Indian banks` high CD ratio likely to curb loan growth in near future: India Ratings
A domestic rating agency -- India Ratings and Research has said that deposit accretion has become a structural concern for Indian banks, and the ensuing high credit deposit (CD) ratio likely to also constrain loan growth in the near future. The agency maintained a neutral outlook on the banking sector for FY27, and stated that loan growth, which supports overall GDP, is expected to be 13 per cent in the next fiscal year.
Its head for financial institutions, Karan Gupta said elevated credit–deposit (CD) ratios remain a constraining factor for the banking system at 81.9 per cent in the first half of FY26, limiting loan growth in FY27 to 13 per cent. Referring to the low deposit growth in the system, the agency said deposit accretion is a structural concern.
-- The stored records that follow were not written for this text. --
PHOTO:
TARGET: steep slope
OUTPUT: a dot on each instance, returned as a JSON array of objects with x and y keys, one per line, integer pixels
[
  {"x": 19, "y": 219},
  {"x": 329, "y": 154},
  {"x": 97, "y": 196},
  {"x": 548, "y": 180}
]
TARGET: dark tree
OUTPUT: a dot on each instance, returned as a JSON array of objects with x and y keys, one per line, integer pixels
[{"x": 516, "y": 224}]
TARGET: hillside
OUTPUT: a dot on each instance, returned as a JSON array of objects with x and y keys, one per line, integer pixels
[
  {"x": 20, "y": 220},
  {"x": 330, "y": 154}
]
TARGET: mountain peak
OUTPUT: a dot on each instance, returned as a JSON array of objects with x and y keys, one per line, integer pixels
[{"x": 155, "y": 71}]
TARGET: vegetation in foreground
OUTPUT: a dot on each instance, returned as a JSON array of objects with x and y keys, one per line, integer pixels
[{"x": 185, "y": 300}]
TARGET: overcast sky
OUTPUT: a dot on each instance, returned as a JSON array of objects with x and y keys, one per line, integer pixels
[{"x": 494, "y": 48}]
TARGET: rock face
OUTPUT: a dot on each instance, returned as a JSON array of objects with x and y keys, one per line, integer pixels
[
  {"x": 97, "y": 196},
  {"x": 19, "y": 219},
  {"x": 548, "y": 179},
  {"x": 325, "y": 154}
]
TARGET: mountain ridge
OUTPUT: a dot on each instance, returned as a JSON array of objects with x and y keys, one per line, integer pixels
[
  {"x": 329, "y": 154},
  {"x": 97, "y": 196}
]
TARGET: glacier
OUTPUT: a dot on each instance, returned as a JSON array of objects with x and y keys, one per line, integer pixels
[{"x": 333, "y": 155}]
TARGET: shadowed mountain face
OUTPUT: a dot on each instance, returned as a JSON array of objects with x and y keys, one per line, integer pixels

The agency noted that over the two years ending June 2024, advance growth consistently outpaced deposit growth by an average of 6.5 per cent, leading to tight liquidity in the system and elevated CD ratios.
From April 2025, the RBI has consistently tried to revive the economy and recent trends are suggesting a buoyant recovery environment for FY27, with a revival in lending to non-bank finance companies (NBFCs) and the retail sector, in addition to a lower yield curve supporting corporate disbursements. However, the agency said that the elevated CD ratio is still a major problem for the banking system and may increase to 83.2 per cent in FY27, potentially constraining incremental growth.